By the afternoon we are in a wide-spreading country, only broken with clumps of palms at great distances. The soil is dull red, almost magenta at the edge of cuttings, and above on the plains it is yellow ochre with scrub bushes and many lemon-yellow blossoms. As the sun sets we pass flocks of sheep and goats collecting for protection within tall zerebas of thorn and palm leaves. The dust they raise catches the sun and hangs over them in a golden mist. Far out on the horizon there is one streak of warm violet where some low hills appear—a simple enough landscape, with not many features, but with the charm that belongs to scenes at sea or in the desert, where there are but two elements to hold the thoughts.

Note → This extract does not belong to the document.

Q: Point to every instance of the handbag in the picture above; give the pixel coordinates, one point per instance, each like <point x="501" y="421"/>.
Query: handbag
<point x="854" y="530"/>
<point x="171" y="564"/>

Now we draw up near a village, and women and children watch our train. I wish they'd keep some one portion of their limbs and draperies still an instant to let me see and draw, but they won't. Two women lean against the wire fence near us, one a tall, small-headed and long-limbed matron in dullish green sari with gold or yellow round its edges in thin and broad lines, and a bodice of orange and crimson. Her neighbour leans and talks, incessantly moving; she is wrapped in vivid crimson, edged with a broad band of poppy blue. Behind them the village is hazy in half tone against the light; across the space between, there flits a fairy in lemon-yellow or orange drapery slightly blown out so that the sun makes it a transparent blaze of yellow—a dainty Tanagra Figurine come to life and colour again!
… Arsikere.—We have our carriage gently shunted at a siding here, and stop under a banyan tree, and have our meal in the moonlight—such moonlight and such a meal! I've heard so much of Indian cooking, of the everlasting chicken and curries, but out of our two tiny kitchens we get a dinner worthy of a moderately good French café, fish and beef, and game, and variety of vegetables.—Indian beef is not half bad in my humble opinion, and the Vino Tinto is straight from Lisbon, by Goa, the Portuguese port on this west coast, what better could a man desire?